Although the presence of oRGs is a well-established feature of primate neurogenesis, and their molecular markers are widely used, the genetic basis and molecular processes leading to their emergence are still poorly understood. To construct gene expression profiles that illustrate the progression from RG_C10 cells to oRGs, we specifically examined changes in expression among RG_C10, oRG_C12, and oRG_C14 cells, then calculated pseudotime trajectories (Figure 3, C to D). Based on these trajectories, we then profiled the temporal shifts in the expression of each gene and selected the 150 most significant genes (Figure 3E). We found a set of genes that were previously reported as highly expressed in outer radial glia that also showed high expression in the oRG_C12 differentiated pseudotime terminal 7,25,26 (such as SFRP1, HOPX, FAM107A, TNC, PTN, and MOXD1), while high ASPM expression was typical of cells in the earlier, RG, pseudotime terminal (Figure 3F).

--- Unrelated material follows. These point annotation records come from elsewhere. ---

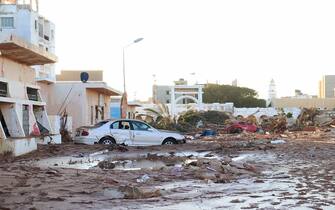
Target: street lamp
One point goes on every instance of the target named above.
(124, 100)
(124, 63)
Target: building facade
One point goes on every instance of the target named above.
(21, 18)
(87, 103)
(322, 103)
(327, 86)
(23, 116)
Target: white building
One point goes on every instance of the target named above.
(20, 18)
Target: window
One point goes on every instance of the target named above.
(120, 125)
(40, 30)
(7, 22)
(32, 94)
(124, 125)
(52, 34)
(139, 126)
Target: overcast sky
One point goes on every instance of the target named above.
(291, 41)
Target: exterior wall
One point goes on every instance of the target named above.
(27, 25)
(18, 77)
(328, 103)
(92, 102)
(77, 99)
(327, 86)
(70, 96)
(70, 75)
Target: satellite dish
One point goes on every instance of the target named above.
(84, 77)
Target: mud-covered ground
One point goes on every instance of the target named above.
(219, 173)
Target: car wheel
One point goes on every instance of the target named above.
(107, 140)
(169, 141)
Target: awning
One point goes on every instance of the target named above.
(102, 87)
(22, 52)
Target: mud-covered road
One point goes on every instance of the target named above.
(202, 174)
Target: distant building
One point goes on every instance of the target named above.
(234, 83)
(323, 103)
(87, 103)
(162, 93)
(327, 86)
(20, 18)
(179, 94)
(298, 94)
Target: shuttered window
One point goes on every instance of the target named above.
(7, 22)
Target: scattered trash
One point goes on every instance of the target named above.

In addition to these markers, we also found enrichment for some potential regulatory genes at the oRG_C12 terminal, such as Regulator of the cell cycle (RGCC), which controls mitotic spindle orientation 27, and TTYH1, which regulates cell adhesion 28. We also found genes that regulate ion channel expression, such as ATP1A2, ATP1B2, and SCN4B, which were not previously known to participate in oRG differentiation.
Analysis of DEGs specific to the RG pseudotime terminal identified cell cycle-related genes such as MKI67, TOP2A, CDC20, and CCNA2. Within the glia-like cells that largely comprised the oRG_C12 terminal, we also detected a population of true glial genes that exhibited high expression of SLC1A3, ZFP36L1 29, GFAP, DBI, and EDNRB 30. In addition, our analyses uncovered several DEGs that have not yet been investigated for a role in radial glia function and differentiation, such as DKK3, DDAH1, SAT1, and PEA15. Finally, we screened for significant DEGs associated with RG-to-IPC and OPC-to-astrocyte/oligodendrocyte differentiation trajectories (Figures S5 and S6).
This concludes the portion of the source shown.